Жена только что призналась, что Диана – не его дочь.
Он обернулся к девушке, склонился, тяжело дыша. Пристально вгляделся в ее лицо, ища родные черты, пытаясь увидеть то, чего нет…
Генетический анализ поставит все на свои места. Сделать его недолго. Но, если Тамара солгала… она будет умолять о пощаде до конца своих дней!
***
– Пришли! – сказала Инесс странным каркающим голосом и остановилась.
Пошуршала во мраке.
Диана за ее спиной силилась разглядеть хоть что-то в кромешной тьме. Несколько минут назад они вошли в пещеру и все это время двигались по тоннелю, ведущему все глубже и глубже под землю. Поначалу своды тоннеля светились мягким рассеянным светом. Но потом он расширился, образовывая еще одну пещеру, и свечение осталось за спиной.
– Где мы? – нахмурилась Диана. – Где Джерард?
В тот же миг вспыхнул факел. Инесс подняла его, освещая черный обелиск, испещренный надписями на незнакомом языке. Рядом с обелиском лежала кучка белых округлых камешков, каждый размером с куриное яйцо. И связка тонких длинных свечей, похожих на церковные. Только они были темно-бурого цвета, будто покрытые засохшей кровью.
– Что это? – Диана напряглась, делая шаг назад. – Куда вы меня привели?
От обелиска веяло неприкрытой угрозой и странным, пронизывающим холодом. Этот холод Диана почувствовала еще в тот момент, когда Инесс почти силком заставила ее перешагнуть порог пещеры. Было в нем что-то пугающее, потустороннее.
А еще каменистый пустырь перед входом и рисунок скал вдоль берега, на который с ревом и грохотом бросались морские волны, показались ей очень знакомыми.
Она словно была уже здесь. И не раз. Или видела это место в тяжелых, не дающих отдыха снах.
А теперь, остановившись перед обелиском, Диана ощутила тревогу. Необъяснимую, на уровне подсознания. Эта тревога охватила ее легкой дрожью. Заставила плотнее стянуть шерстяной платок на груди.
Но это не помогло.
– Это то место, где ты должна быть, мерзавка, – процедила Инесс.

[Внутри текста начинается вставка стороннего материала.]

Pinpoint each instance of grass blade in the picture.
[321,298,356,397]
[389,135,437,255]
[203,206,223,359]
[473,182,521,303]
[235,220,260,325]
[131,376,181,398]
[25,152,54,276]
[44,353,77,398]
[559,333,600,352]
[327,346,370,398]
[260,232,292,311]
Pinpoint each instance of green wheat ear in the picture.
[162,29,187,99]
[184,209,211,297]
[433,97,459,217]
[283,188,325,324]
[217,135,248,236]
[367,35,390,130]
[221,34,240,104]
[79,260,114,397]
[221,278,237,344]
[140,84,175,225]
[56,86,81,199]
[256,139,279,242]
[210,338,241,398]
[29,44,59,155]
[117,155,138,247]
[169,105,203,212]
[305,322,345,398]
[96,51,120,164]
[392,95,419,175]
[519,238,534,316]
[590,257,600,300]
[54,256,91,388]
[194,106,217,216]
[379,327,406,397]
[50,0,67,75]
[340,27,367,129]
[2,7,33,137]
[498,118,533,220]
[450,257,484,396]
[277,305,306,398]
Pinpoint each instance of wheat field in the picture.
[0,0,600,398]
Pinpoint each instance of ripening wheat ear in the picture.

В глазах герцогини полыхнуло темное пламя. Лицо исказилось, превращаясь в гротескную маску. Чувственные губы изогнулись в хищной усмешке.

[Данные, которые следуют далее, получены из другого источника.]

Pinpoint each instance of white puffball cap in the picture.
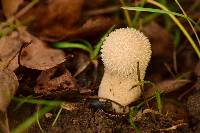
[101,28,152,79]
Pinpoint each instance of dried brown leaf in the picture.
[11,28,65,70]
[0,69,19,112]
[1,0,24,18]
[0,32,22,70]
[144,80,191,98]
[34,66,78,95]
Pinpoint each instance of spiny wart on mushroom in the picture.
[98,28,152,113]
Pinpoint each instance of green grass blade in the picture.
[175,0,200,45]
[51,42,93,54]
[11,106,54,133]
[122,6,190,19]
[91,25,115,59]
[51,107,63,127]
[122,4,200,58]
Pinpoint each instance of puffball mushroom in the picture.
[98,28,152,113]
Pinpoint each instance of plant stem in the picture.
[120,0,133,27]
[147,0,200,58]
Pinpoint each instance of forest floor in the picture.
[0,0,200,133]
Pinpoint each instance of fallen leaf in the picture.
[162,100,188,120]
[10,28,65,70]
[144,80,191,98]
[85,0,110,9]
[1,0,24,18]
[0,69,19,112]
[0,31,22,70]
[34,66,78,95]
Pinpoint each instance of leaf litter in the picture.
[0,0,199,132]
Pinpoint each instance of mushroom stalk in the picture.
[98,28,151,113]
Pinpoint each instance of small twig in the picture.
[173,48,178,73]
[18,41,31,66]
[85,96,125,108]
[158,123,188,132]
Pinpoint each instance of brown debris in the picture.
[8,29,65,70]
[0,32,22,70]
[0,69,19,112]
[144,80,191,98]
[34,66,78,95]
[1,0,24,18]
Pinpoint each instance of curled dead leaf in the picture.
[10,28,65,70]
[0,69,19,112]
[0,32,22,70]
[34,66,78,95]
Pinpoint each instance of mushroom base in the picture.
[98,71,141,113]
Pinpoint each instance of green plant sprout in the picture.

Диана наконец поняла, что ее обманули. Джерард не звал на помощь. А если и звал, то не в этой пещере.
– Я ухожу отсюда, – заявила она, решительно разворачиваясь к выходу.

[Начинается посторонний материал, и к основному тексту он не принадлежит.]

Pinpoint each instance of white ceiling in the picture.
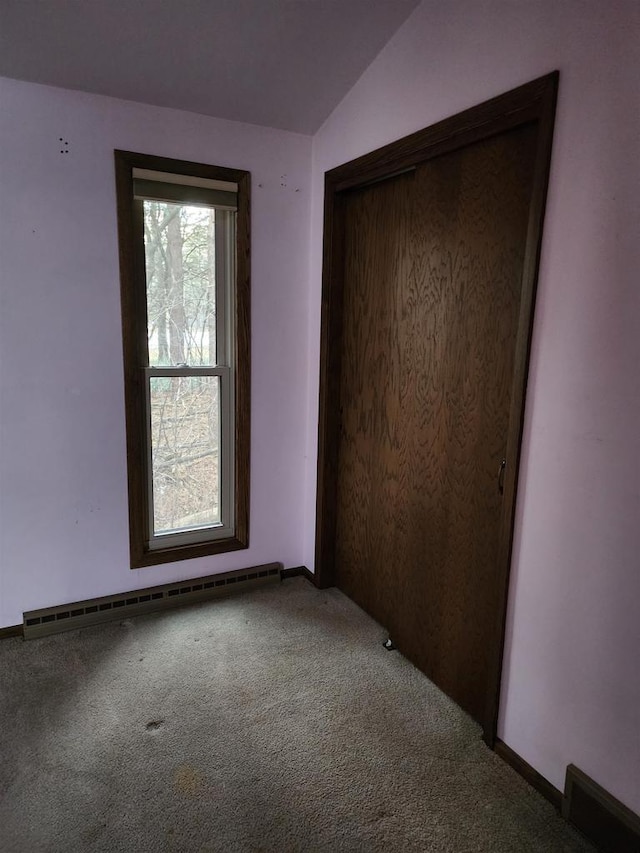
[0,0,419,133]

И получила удар по голове.
Очнулась от вкуса собственной крови, наполнившей рот. Наверное, прикусила язык при падении. Вряд ли Инесс пинала ее бесчувственную. Хотя теперь Диана уже ни в чем не была уверена.
Застонав, она открыла глаза. Голова кружилась, горло сжималось от тошноты, а вокруг стоял вязкий туман. Странные белесые испарения поднимались от пола пещеры, выстеленного мелким морским песком, и от неровных каменных стен.
Диана попыталась вспомнить, что произошло. Ночь, Инесс и их безумный поход туда, где якобы ждал помощи Джерард.
Сейчас она лежала у подножия обелиска, а герцогиня, передвигаясь на четвереньках, выкладывала вокруг нее кольцо из тех странных камешков, похожих на гальку. Они были одинаковой формы и размера. Инесс, видимо, здорово заморочилась, подбирая их.